C4 integration

Hi

I am attaching some work I've been doing on integration. I have checked the answer with an on-line integrator and we have a different solutions.

My two bits of working out are at the top of the page and the online solution after the red wiggly line. Why has it decided to rearrange x as it has done? Is there any way of getting my answer the same as the online answer?

Thanks

The online integrator is correct, your answer is not. Even though you've worked out that $dx$ becomes $du/3$, you end up failing to implement this in your transformed integral [which is possibly a symptom of the fact that you forget to write $dx$ in your integrals in the first place, leading to your own confusion].

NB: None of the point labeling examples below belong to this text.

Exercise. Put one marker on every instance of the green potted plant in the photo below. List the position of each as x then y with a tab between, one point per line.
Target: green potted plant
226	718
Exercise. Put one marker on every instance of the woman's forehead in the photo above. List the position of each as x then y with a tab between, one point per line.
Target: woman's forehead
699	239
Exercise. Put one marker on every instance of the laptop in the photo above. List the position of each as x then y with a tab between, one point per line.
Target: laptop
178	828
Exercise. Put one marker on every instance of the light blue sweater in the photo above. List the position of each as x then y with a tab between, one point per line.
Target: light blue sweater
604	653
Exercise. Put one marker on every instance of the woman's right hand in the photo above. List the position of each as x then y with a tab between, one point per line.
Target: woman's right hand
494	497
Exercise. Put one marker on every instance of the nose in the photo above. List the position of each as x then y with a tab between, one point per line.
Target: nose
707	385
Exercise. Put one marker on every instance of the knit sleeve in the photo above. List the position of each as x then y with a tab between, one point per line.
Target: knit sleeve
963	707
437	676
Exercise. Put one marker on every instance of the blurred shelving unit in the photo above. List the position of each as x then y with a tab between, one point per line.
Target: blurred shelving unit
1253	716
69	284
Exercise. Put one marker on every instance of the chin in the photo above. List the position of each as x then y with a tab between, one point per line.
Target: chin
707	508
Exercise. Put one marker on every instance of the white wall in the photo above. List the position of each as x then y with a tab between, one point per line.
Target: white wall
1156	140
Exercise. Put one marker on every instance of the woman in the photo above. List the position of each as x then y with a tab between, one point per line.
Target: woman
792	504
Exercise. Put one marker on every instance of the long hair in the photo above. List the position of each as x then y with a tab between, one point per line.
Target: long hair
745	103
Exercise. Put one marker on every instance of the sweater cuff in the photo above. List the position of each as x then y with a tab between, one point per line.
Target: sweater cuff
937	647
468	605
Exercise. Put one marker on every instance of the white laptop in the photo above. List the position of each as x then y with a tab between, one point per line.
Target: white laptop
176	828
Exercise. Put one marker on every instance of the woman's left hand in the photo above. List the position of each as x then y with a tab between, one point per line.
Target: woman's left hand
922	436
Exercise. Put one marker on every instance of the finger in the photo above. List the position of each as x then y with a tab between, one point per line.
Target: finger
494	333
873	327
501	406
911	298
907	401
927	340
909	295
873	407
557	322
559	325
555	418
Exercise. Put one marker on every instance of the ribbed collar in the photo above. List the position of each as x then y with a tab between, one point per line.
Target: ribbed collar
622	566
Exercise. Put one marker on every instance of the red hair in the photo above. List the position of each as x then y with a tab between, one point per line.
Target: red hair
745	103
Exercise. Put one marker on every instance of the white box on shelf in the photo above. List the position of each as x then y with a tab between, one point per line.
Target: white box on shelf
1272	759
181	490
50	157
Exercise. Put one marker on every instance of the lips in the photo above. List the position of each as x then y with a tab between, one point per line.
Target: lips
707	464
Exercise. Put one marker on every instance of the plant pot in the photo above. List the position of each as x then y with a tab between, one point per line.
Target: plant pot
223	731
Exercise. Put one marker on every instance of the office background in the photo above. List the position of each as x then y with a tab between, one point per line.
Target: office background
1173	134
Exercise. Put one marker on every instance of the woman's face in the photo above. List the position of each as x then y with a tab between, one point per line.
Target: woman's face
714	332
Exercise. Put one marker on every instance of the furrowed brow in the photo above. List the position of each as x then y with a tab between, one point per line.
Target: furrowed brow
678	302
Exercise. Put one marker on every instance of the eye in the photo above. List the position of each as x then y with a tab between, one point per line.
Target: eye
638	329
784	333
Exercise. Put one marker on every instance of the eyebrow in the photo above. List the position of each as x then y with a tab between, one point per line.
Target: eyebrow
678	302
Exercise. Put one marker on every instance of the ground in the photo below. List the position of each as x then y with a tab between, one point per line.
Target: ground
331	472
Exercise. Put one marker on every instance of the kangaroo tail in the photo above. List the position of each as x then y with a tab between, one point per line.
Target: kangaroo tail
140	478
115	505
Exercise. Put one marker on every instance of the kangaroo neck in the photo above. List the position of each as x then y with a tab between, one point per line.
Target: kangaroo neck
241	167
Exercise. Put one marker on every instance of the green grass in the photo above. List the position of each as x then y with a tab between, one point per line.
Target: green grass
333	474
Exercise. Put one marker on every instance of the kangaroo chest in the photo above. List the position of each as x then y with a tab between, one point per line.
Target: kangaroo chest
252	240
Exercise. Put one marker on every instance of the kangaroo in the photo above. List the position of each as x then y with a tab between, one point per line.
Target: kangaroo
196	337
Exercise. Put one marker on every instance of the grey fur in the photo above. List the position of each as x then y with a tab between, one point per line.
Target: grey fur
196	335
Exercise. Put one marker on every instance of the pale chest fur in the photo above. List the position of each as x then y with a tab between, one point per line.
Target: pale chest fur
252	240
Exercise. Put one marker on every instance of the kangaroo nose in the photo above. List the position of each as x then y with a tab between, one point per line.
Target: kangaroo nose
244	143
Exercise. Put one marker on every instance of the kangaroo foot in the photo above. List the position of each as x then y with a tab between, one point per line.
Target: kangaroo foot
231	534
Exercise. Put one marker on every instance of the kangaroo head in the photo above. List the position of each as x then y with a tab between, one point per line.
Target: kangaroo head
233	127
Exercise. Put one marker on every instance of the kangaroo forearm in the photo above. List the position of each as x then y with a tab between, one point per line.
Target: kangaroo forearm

To be clear, after the substitution you used, the integral should read:

$\displaystyle\int \dfrac{9x}{3x+7} dx = \displaystyle\int \dfrac{3u-21}{u} \dfrac{du}{3} = \displaystyle\int \dfrac{u-7}{u} du$

And NOT, as you've written:

$\displaystyle\int \dfrac{3u-21}{u} du$

On your second question about the online integrator's method, which is a rather unnatural/non-instructive way to write it, note that the idea is essentially the same as the following observation. [In case it isn't clear, this is not a substitution]:

$\displaystyle\int \dfrac{9x}{3x+7} dx = \displaystyle \int \dfrac{9x+21 - 21}{3x+7} dx = \displaystyle\int \dfrac{3(3x+7)}{3x+7} - \dfrac{21}{3x+7} dx$ $= \displaystyle\int 3 - 7 \times \dfrac{3}{3x+7} dx$

The reason this is helpful is because it reduces the integral to logarithms, which you should be able to see by inspection.

Silly me. and the +7 in mine is just incorporated into +C in theirs I suppose.

Yes. The main message to take from this thread is to remember to write $dx, du$ etc in all integrals. That way, you force yourself to deal with it when making substitutions and thus leave yourself far less likely to make errors of this sort.